健康ニュース 1月15日号 餅つき中止を考えよう

     

「ノロウイルスが大流行の兆し」というニュースが流れ始めたころ、商店街や幼稚園などの行事である餅つきを中止するという報道が目につきました。市民とのつながりを期待していたであろう商店街、楽しみにしていたはずの幼稚園児はさぞがっかりしたことでしょう。

 餅つき中止を決定、というある地区の行政担当者に確認したところ次のような回答がありました。「行政としてはノロウイルスが流行っているから中止せよ、ということは指導していません。各団体や幼稚園などが責任をもって衛生管理を徹底してやってもらえばいいことです。餅つきをするという相談を受ければそれなりの衛生上の指導はおこないます。例えば手にはビニール製の手袋使用が望ましいとか、飛び入りで餅つきを希望する人には断った方が無難です、というように。ただしあくまでもアドバイスです」とのことです。

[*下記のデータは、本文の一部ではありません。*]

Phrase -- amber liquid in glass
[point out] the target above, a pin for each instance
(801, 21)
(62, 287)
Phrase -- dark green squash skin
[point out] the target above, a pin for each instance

 餅つきは、ハレの日の行事であり、わが国の食文化の代表的なものの一つと言えます。ノロウイルスが流行っているから、ノロウイルスが怖いからと言って右へならえの中止はいかがなものでしょうか。日本の伝統食を守ろうという数々の団体、グループが中止に反対、継続を!といった声が聞こえてこないことも不思議であり残念です。

 各地の行事での餅つきを生業としている関係者に聞いてみました。「室外での餅つきは、衛生上は大変リスクがあります。業者として自分たちが搗いたおもちで食中毒などが出ては命取りです。従って①おもちを搗く人、返す人の手洗いはもちろん下痢をしていないかなど徹底した健康管理を実施しています。②道具の臼と杵などは徹底して消毒をしてから使用します。③作業をする人はエプロンなどの使用を守り、飛び入り参加者は認めないこととしています。④子供向けの餅つきを子供たちがやる時は、搗いた餅は鏡餅などに使用し、搗きたての餅を食べてもらうとしたら自分たちが搗いたものを使うようにしています。⑤使用する手水などは頻繁に交換することです。⑥作業員にはノロウイルスはアルコール消毒では効果なしと言うことを徹底して言い続けています。⑦室外での餅つき時は周りに水撒きをするなど風による異物混入などを防ぐようにしています」などの解答でした。

  行政の中止命令を受け入れずに餅つきをして、その結果万が一にも食中毒が発生しては、取り返しのつかないことになりかねません。ゆえに手っ取り早く中止のアドバイスを受け入れているのかもしれません。

 が、一方では日本を代表する伝統行事とか、子供にも楽しんで欲しいという発言があるのも当然です。

 餅つきを見た子供に「何をやっているの?」と聞かれた親が「お餅をついているのだよ」と答えたそうです。すかさず子供が「機械でやればいいのにね」と不思議そうな顔をしたということです。こんな子供がこれ以上増えないように、と願うのは小子だけではないと思いたいのですが・・・。餅つきは一人ではできません。みんなと共同作業をしながらハレの日のお祝いをする、という昔からの言い伝えがあります。何としても次世代の子供たちにも伝え残したい伝統です。